Dask is a flexible library for parallel and distributed computing. You probably know it
from its dask.dataframe that allows lazy processing of big data. Here, we use
distributed that provides an interface similar to concurrent.futures.Executor
to parallelize our execution.
There are a couple of ways in which we can use dask.
Local¶
Using dask as the parallel backend will launch a distributed.LocalCluster with
processes on your local machine.
pytask --parallel-backend dask -n 2
[tool.pytask.ini_options]
parallel_backend = "dask"
n_workers = 2
Local or Remote - Connecting to a Scheduler¶
It is also possible to connect to an existing scheduler and use it to execute tasks. The scheduler can be launched on your local machine or in some remote environment. It also has the benefit of being able to inspect the dask dashboard for more information on the execution.
Start by launching a scheduler in some terminal on some machine.
dask scheduler
After the launch, the IP of the scheduler will be displayed. Copy it. Then, open more terminals to launch as many dask workers as you like with
dask worker <scheduler-ip>
Finally, write a function to build the dask client and register it as the backend.
Important
Place the following code in any module that will be imported when you are executing
pytask. For example, the src/project/config.py in your project, the
src/project/__init__.py or the task module directly.

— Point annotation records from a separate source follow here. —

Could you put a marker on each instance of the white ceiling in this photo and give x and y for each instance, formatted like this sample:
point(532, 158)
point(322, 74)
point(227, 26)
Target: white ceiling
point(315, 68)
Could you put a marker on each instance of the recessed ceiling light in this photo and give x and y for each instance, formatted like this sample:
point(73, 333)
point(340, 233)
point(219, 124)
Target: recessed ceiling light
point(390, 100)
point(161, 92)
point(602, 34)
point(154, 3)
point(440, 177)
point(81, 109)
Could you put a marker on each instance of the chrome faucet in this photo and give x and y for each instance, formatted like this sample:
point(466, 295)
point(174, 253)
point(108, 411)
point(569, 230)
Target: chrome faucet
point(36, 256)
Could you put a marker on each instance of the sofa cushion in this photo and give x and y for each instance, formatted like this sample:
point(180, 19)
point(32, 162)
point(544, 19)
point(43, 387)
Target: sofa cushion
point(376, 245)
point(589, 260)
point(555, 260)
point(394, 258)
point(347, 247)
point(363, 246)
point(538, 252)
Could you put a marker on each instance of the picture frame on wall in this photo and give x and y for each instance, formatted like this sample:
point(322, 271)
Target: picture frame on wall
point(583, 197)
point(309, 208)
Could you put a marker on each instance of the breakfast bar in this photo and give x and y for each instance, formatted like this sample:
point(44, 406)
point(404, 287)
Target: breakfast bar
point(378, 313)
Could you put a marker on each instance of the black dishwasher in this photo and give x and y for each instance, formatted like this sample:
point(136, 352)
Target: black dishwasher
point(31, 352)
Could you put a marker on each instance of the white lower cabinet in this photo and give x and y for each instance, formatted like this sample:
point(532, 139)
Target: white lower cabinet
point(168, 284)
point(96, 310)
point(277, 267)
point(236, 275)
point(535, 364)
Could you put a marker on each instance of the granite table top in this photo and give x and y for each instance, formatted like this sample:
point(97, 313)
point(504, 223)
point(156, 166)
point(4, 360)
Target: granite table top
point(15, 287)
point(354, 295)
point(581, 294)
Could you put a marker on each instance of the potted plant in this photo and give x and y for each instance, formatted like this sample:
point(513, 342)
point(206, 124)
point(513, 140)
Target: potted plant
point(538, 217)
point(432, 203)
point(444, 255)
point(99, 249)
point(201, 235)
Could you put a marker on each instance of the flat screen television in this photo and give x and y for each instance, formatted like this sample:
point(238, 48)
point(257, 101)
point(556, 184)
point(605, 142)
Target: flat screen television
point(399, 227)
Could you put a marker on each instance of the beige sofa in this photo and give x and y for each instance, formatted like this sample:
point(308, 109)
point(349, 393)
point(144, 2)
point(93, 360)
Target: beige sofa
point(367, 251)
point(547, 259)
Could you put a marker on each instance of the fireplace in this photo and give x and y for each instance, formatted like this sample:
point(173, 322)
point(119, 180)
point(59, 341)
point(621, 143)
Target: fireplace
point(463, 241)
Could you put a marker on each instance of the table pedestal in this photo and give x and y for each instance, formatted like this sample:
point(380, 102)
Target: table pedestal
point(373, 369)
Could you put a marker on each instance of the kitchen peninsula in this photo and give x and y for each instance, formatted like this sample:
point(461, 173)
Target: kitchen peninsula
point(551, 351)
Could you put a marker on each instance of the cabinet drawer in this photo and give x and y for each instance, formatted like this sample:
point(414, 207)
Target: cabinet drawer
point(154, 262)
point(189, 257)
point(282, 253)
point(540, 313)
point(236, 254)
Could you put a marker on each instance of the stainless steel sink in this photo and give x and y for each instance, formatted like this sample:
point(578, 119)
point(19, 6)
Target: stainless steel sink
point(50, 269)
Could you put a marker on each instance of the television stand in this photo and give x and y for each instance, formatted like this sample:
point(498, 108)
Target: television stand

from pytask_parallel import ParallelBackend
from pytask_parallel import registry
from concurrent.futures import Executor
from dask.distributed import Client
def _build_dask_executor(n_workers: int) -> Executor:
return Client(address="<scheduler-ip>").get_executor()
registry.register_parallel_backend(ParallelBackend.DASK, _build_dask_executor)
You can also register it as the custom executor using
pytask_parallel.ParallelBackend.CUSTOM to switch back to the default dask
executor quickly.
See also
You can find more information in the documentation for
dask.distributed.
Remote¶
You can learn how to deploy your tasks to a remote dask cluster in this guide. They recommend using coiled for deployment to cloud providers.
coiled is a product built on top of dask that eases the deployment of your workflow to many cloud providers like AWS, GCP, and Azure.
If you want to run the tasks in your project on a cluster managed by coiled read this guide.
Otherwise, follow the instructions in dask’s guide.